Grace wanted to help get us down. Her dizziness had passed, and she tried to talk Timothy and Sue Ellen into helping, but they had come back to the car and they were ready to leave.
Anyway, Grace said—
I got the keys from Timothy and pulled the body out of the backseat. Doing that made me dizzy again, but I put a hand on the side of the car and stood that way until it passed.
I went around back to the trunk and opened it. I wanted to find something I could use as a tool to get those people down off those crosses, but there wasn’t much there. A tire tool, a spare, and a bag full of golf clubs. I leaned down deeper, seeing if maybe there was something way in the back, and when I did, my head felt as if it were flying apart.
And as they say in the old detective movies, I fell into a deep, dark pit and it closed around me.
“I didn’t mean to hit you that hard,” Timothy said.
“Someone meant to,” I said. “What did you use?”
“A golf club.”
It was bright daylight and I was stretched out on the ground beside the Galaxy, which was parked on the grass next to the highway. I felt a little too warm.
Timothy helped me to a sitting position and gave me a piece of fruit. After what we’d been eating, it tasted like heaven. I began feeling better immediately. Which is not to say the golf-ball-size lump (which was appropriate) had gone away.
“I panicked,” Timothy said. “I was afraid it would go back to how it was. I’m thinking better now that I’ve had some food.”
I looked for Sue Ellen and spotted her sitting in the shade of a big tr
ee, eating fruit. She was rocking a little and humming to herself.
“She’s not doing so good,” Timothy said.
He got an arm under me and helped me to my feet. I looked down the highway and saw nothing but more highway bordered by jungle and topped by blue sky.
“I’ve got to go back to the Orbit,” I said.
“I can’t do that,” Timothy said. “Neither can Sue Ellen.”
“Just take me back. You don’t have to go in.”
“We’ve come a long ways since I hit you.”
“You owe me, Timothy.”
He drove me back and waited while I went inside the drive-in. I thought maybe I could find something in a car there to use as a tool to get those fel las down, if they were still alive. But when I got inside, the crosses were down and they were gone.
I didn’t stick around to look at the empty cars or the bones. I went outside to where the Galaxy was waiting, and we started on down the highway.
Okay, gang, I’ll interrupt here to say that we stopped Grace’s story and told her that Bob and me were two of the folks on the cross, and Crier was the one that got us down. And when we finished that, she picked up with her adventures.

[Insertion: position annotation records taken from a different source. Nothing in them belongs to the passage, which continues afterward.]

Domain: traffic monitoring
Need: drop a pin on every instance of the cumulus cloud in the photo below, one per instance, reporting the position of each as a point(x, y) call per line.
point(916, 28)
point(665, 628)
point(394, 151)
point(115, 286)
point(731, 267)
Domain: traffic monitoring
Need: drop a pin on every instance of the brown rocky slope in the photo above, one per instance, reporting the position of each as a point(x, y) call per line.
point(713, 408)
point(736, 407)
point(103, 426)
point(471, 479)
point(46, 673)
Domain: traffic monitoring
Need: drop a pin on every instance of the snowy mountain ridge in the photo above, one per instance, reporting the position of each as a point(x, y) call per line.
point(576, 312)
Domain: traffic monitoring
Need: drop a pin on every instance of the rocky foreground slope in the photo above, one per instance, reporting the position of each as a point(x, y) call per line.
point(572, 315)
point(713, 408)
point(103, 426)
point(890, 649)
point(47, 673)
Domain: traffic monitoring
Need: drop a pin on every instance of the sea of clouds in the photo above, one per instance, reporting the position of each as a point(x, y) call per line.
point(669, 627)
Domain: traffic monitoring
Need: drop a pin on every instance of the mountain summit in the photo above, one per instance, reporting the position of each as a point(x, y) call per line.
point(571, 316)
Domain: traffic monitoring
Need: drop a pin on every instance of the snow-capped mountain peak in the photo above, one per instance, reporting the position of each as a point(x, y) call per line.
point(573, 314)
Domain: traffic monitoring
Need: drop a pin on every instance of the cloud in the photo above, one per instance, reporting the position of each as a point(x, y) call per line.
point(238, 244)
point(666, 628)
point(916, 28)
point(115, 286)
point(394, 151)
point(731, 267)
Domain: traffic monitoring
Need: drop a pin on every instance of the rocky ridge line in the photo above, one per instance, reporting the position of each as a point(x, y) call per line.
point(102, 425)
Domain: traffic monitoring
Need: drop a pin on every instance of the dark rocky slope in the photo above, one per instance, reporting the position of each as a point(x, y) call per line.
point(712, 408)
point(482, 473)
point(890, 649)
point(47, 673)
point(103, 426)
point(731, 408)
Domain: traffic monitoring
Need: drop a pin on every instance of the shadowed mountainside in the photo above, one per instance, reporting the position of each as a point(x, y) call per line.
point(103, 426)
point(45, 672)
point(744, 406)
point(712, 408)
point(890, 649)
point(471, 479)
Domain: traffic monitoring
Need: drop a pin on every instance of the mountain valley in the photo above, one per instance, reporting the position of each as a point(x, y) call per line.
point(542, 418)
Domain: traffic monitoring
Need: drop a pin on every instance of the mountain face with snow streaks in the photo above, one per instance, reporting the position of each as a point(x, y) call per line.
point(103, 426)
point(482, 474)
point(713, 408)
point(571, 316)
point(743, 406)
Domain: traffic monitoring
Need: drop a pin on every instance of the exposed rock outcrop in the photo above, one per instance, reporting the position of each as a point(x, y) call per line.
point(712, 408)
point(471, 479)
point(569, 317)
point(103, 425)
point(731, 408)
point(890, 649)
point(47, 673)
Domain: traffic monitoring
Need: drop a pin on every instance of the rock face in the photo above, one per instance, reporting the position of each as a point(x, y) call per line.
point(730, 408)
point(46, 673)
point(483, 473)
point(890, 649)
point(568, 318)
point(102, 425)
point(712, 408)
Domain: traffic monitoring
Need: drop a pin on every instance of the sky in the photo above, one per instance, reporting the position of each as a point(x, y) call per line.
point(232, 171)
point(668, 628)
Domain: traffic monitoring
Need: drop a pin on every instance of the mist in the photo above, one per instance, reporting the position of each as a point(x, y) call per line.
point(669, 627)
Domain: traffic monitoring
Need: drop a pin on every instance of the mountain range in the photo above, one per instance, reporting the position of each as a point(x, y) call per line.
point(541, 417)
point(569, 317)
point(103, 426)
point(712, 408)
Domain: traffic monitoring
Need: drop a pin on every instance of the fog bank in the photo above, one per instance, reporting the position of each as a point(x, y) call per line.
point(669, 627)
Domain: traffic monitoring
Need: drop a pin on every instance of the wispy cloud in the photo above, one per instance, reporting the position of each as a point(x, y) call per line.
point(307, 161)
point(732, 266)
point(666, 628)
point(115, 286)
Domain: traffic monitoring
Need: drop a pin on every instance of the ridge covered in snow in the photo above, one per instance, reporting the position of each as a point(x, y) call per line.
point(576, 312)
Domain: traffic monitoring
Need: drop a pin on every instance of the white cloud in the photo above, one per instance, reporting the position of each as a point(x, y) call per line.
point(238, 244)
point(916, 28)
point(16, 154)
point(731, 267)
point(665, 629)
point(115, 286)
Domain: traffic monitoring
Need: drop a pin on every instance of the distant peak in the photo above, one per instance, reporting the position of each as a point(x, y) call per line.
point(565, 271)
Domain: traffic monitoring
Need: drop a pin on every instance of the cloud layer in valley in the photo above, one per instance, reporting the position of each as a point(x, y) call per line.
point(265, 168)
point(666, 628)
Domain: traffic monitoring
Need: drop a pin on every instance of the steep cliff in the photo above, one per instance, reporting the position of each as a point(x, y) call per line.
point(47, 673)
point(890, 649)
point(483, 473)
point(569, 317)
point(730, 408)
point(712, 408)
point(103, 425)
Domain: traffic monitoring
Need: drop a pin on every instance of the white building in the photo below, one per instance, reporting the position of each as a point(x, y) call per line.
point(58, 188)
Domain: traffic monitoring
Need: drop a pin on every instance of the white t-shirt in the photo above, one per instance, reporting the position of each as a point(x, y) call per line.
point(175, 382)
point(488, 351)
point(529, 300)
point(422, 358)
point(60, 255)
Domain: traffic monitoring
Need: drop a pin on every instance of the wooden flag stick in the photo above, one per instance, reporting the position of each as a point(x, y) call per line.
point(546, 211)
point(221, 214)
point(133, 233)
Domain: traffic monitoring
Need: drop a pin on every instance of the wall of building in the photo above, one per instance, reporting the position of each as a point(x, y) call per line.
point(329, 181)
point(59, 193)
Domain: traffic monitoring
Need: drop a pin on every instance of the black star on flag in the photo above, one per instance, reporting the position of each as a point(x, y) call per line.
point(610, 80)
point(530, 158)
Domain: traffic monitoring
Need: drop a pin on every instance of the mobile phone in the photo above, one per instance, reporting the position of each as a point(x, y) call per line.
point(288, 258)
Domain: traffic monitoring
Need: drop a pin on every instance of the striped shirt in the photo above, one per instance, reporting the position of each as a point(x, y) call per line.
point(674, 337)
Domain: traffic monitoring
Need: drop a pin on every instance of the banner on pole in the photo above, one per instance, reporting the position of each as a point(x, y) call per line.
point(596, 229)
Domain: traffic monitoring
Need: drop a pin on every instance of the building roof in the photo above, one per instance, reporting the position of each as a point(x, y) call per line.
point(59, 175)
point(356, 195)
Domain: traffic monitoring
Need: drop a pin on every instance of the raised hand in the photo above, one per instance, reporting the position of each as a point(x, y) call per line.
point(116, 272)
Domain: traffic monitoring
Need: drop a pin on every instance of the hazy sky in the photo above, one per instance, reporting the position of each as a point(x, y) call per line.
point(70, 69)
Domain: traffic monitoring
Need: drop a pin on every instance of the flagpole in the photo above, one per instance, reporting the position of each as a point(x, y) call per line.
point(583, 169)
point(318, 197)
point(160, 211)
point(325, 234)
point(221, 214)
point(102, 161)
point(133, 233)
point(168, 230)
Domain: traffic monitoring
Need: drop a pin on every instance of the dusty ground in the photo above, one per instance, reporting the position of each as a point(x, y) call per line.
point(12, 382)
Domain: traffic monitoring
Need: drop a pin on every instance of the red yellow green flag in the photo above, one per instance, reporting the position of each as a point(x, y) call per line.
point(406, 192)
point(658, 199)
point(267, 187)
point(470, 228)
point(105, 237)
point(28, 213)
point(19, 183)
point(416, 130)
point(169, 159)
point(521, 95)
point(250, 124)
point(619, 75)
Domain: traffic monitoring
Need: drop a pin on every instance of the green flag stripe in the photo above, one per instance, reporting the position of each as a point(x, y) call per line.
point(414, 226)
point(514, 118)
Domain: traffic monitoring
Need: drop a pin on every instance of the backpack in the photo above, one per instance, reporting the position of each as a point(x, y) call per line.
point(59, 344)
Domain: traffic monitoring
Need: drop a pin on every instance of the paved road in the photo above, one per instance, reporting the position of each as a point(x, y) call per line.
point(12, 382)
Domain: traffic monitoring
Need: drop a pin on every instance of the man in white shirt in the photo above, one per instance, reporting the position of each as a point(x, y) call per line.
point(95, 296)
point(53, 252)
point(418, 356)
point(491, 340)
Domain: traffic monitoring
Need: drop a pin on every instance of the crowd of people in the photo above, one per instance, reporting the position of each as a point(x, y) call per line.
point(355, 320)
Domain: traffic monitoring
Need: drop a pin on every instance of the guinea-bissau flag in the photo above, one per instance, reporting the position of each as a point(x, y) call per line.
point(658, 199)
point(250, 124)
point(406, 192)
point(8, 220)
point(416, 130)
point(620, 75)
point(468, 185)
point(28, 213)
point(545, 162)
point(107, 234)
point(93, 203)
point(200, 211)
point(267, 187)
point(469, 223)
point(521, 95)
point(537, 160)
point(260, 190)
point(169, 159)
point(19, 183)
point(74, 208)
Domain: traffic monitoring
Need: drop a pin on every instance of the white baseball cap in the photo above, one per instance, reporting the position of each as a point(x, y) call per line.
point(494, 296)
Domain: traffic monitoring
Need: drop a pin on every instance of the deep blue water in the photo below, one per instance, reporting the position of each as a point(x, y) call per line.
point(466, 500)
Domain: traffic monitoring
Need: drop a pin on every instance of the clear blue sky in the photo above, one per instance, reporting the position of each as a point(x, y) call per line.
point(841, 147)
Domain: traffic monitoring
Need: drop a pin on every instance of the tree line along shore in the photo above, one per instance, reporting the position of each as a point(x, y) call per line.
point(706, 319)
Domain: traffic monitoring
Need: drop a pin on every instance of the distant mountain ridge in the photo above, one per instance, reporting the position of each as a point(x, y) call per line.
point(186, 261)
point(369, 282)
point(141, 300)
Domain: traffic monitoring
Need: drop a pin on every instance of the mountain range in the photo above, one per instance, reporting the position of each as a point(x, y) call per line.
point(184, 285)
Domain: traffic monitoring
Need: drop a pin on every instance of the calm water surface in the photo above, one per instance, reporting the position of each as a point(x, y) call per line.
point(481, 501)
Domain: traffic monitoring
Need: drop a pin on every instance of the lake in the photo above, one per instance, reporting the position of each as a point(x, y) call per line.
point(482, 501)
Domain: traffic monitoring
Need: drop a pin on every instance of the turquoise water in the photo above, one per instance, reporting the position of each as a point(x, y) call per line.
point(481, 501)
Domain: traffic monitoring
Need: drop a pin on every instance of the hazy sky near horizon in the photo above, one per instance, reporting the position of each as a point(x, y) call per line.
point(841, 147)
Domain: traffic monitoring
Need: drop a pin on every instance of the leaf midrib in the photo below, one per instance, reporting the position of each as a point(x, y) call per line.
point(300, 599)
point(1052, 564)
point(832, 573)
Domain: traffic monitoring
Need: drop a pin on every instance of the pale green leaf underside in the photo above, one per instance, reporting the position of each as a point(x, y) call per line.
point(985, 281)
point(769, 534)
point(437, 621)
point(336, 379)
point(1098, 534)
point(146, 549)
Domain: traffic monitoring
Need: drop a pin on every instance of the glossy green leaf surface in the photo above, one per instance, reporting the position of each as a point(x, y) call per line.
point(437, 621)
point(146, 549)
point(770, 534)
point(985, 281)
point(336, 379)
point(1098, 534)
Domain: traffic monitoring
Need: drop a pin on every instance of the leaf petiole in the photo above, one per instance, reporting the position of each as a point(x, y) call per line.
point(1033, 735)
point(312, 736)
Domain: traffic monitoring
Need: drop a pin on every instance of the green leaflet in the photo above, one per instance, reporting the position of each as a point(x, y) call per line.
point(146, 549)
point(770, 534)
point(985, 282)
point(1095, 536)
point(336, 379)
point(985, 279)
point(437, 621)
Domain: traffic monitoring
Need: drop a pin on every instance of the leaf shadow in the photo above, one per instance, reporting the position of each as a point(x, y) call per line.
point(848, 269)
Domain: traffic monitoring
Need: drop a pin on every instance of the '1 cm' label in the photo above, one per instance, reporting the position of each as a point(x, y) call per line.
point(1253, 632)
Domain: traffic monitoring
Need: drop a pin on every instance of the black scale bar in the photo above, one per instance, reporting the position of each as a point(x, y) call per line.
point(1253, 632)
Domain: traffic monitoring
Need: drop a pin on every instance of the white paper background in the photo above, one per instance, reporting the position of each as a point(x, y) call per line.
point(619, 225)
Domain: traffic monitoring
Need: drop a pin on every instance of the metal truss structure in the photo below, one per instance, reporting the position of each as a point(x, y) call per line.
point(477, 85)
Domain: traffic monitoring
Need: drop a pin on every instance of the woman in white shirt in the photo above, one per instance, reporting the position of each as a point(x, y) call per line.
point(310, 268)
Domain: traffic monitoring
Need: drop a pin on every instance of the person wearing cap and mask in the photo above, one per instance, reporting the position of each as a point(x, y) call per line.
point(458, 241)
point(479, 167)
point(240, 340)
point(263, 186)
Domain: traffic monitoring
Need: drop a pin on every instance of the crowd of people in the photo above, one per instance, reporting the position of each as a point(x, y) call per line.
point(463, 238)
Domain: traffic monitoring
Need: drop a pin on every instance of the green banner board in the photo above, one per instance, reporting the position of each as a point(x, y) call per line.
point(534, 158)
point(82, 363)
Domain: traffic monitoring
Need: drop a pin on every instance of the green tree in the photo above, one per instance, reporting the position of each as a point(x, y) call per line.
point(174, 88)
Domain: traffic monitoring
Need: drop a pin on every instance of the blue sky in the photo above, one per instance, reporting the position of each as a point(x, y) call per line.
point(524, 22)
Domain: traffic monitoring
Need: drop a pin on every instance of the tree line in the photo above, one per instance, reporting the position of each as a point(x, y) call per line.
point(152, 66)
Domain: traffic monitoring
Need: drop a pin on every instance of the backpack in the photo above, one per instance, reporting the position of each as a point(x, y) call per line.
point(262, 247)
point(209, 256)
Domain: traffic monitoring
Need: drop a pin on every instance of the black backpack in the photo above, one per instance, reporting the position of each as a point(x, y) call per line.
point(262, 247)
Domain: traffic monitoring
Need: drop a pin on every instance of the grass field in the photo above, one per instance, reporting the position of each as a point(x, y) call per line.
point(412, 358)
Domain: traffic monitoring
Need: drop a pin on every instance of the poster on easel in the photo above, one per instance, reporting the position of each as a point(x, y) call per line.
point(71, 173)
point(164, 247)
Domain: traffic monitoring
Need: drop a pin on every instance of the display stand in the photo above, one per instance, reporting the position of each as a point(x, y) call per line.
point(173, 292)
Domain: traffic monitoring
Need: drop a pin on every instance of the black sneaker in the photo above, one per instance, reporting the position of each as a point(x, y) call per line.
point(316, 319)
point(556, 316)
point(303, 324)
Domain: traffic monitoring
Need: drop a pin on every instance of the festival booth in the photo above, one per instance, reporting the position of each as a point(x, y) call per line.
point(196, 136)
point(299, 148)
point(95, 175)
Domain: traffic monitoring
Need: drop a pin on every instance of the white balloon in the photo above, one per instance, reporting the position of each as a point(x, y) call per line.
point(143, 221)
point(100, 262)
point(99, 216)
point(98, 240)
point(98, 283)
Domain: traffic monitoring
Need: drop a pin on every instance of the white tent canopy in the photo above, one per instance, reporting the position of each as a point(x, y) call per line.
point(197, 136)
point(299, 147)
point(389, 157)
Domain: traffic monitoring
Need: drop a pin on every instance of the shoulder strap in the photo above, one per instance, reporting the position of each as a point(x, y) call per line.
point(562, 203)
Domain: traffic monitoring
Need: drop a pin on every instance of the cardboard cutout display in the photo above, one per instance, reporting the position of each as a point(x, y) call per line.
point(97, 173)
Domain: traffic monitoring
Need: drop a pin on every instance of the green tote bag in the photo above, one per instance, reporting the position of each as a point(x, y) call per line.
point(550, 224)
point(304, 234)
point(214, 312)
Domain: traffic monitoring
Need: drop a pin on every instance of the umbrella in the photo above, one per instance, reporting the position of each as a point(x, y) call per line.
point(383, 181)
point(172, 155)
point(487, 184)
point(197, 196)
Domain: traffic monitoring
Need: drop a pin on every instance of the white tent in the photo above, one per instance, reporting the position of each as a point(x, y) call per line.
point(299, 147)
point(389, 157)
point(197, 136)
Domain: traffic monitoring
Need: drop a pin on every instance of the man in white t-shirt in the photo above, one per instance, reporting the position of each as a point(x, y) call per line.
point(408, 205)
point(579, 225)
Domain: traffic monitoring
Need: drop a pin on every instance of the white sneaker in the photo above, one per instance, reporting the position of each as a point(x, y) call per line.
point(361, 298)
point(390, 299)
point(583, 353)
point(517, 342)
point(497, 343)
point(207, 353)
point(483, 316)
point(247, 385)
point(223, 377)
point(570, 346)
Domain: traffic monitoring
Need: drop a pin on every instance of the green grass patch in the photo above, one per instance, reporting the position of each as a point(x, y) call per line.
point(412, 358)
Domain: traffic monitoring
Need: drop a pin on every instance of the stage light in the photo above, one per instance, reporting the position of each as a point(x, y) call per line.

But before we get to those, why don’t we take a brief intermission. My tongue is getting tired.
THIRD REEL
Grace Tells of Tremendous Gas Mileage,
Shit Town, and Popalong Cassidy
1
So we went on down the highway, traveling only a few miles a day, stopping to look around, relieve ourselves and search for fruit and berries.
I was amazed at the way the gas held out. It was like when we were in the drive-in and the electricity worked for no logical reason, and now here was the gas gauge showing us to be getting incredible mileage. It was going down all right, but slowly compared to the miles we were racking up.